Economia

Porto di Venezia, nell’anno della pandemia avanzo di oltre 20 milioni

«Rispetto al 2019 diminuzione delle entrate legata alla pandemia. Nel 2020 investimenti per oltre 21 milioni di euro per escavo di canali»

Un avanzo di amministrazione di 20 milioni e 280 mila euro: c'è l'ok al rendiconto generale per l’esercizio finanziario del 2020 dell'Autorità di sistema portuale del mare Adriatico settentrionale (AdSP). L’approvazione è giunta durante la riunione di ieri del Comitato di gestione alla quale hanno partecipato il commissario straordinario Cinzia Zincone, il direttore marittimo Piero Pellizzari, ilcomandante del Porto di Chioggia Michele Messina, Maria Rosaria Anna Campitelli, in rappresentanza della Regione Veneto, e il collegio dei revisori dei Conti. Assente invece Fabrizio Giri, rappresentante della Città metropolitana di Venezia.

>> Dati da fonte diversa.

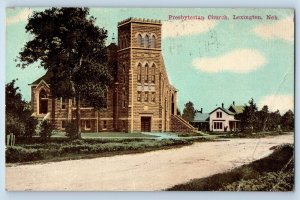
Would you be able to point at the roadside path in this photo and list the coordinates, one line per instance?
(149, 171)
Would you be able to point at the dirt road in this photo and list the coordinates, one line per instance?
(150, 171)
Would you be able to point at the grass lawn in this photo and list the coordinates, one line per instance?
(106, 134)
(64, 149)
(272, 173)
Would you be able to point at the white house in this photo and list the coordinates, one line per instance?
(222, 120)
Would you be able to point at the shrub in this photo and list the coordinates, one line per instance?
(46, 130)
(20, 154)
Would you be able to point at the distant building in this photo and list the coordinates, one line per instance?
(236, 109)
(201, 121)
(141, 99)
(218, 120)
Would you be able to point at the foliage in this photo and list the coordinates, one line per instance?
(262, 116)
(67, 43)
(271, 181)
(264, 120)
(287, 121)
(46, 129)
(248, 117)
(20, 154)
(71, 130)
(18, 119)
(188, 112)
(258, 175)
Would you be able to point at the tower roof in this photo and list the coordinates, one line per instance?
(139, 20)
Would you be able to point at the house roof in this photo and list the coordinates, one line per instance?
(201, 117)
(46, 78)
(224, 109)
(237, 109)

Il primo punto all'ordine del giorno ha riguardato l'approvazione della variazione ai residui attivi e passivi dell’esercizio finanziario 2020. Campitelli ha chiesto e ottenuto di inserire nel verbale della delibera che l’AdSP attesti che il residuo passivo di 7 milioni di euro, iscritto a fronte del contributo stanziato in favore di Venice Ro.Port. Mos sulle opere di escavo della seconda darsena, derivi dall’atto del 26 maggio 2020 e che, data la validità attuale dello stesso atto, risulti inevitabile che il residuo passivo resti nel bilancio consuntivo del 2020. Il commissario ha ringraziato Campitelli che, pur non concordando, come noto, sull’operazione Venice Ro.Port. Mos, con senso di responsabilità ha evitato che l’alternativa di qualificare tale somma come debito fuori bilancio.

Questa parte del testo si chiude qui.